Zeytin Dalı Harekâtı konusunda her gün farklı söylemleri ile henüz kafalarında Türkiye’nin ne yapmak istediği veya Türkiye’ye ne cevap verilmesi gerektiği konusunda net bir düşüncenin oluşmadığını söylemek mümkündür.
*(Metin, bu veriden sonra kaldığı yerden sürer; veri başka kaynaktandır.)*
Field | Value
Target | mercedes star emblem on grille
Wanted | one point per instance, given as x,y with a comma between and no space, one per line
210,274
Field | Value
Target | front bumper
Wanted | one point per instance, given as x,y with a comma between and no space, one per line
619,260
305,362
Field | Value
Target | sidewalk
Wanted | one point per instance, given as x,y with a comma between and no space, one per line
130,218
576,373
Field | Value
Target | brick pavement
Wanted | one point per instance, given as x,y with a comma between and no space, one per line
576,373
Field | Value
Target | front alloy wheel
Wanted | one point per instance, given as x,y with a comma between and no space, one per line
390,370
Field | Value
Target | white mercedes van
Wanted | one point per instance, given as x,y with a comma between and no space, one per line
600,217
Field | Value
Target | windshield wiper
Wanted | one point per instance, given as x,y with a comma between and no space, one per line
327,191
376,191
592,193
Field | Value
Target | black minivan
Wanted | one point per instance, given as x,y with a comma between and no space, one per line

Zeytin Dalı Harekâtı’nın ülkemizdeki Suriyeli mültecilerin topraklarına geri dönmesi için gerekli bir zemin oluşturabilme ihtimali nedir? Malumunuz olduğu üzere Cumhurbaşkanı Erdoğan harekâtın bitiminde 3,5 milyon Suriyelinin topraklarına geri dönebilmesi için gerekli şartların bölgede hayata geçirilmiş olmasından bahsediyor. Bu konuda neler söylersiniz?
Afrin bölgesini El-Bab gibi değerlendirmemek gerektiğini düşünüyorum. Afrin’e göre çok ufak bir yerleşim yeri olan El-Bab ve çevresinde oluşturulan koşulların Afrin ve civarında oluşturulması epey bir zaman alacaktır. Yine de özellikle Türkiye’ye yakın yerleşim yerlerine geri dönüşler yaşanabilir. Güvenlik sağlandıkça geri dönüşler Afrin’e doğru genişleyebilir.
Suriye iç savaşının sona erdirilmesinde ve sınır güvenliğimizin kalıcı olarak sağlanmasında Türkiye’nin tekrar Esad yönetimi ile resmi olarak görüşmesi gerekir mi? Ankara ve Şam arasında ikili ilişkilerin yeniden hayata geçirilmesi söz konusu olabilir mi?
Mevcut gelişmeler bunu dikte ettirmektedir. Uluslararası ilişkilerde dostluklardan ziyade menfaatler ön plandadır. Ülkemizin menfaatinin rejim güçleri ile işbirliğini gerekli kıldığını düşünüyorum. İşbirliğine gidilmesi hem Afrin ve kuzeyinde elimizi güçlendirecek hem de İdlib bölgesi üzerinde ki kontrolümüzü arttıracaktır. Ayrıca daha derinlikte olan Münbiç ve Fırat’ın doğusu bölgesine yönelik bir olası harekâtta bize önemli katkı sağlayabilecektir. ABD tam anlamı ile işgalci devlet pozisyonuna düşürülecektir. Rusya ve İran ile olan ilişkilerimiz daha da güçlenebilecektir.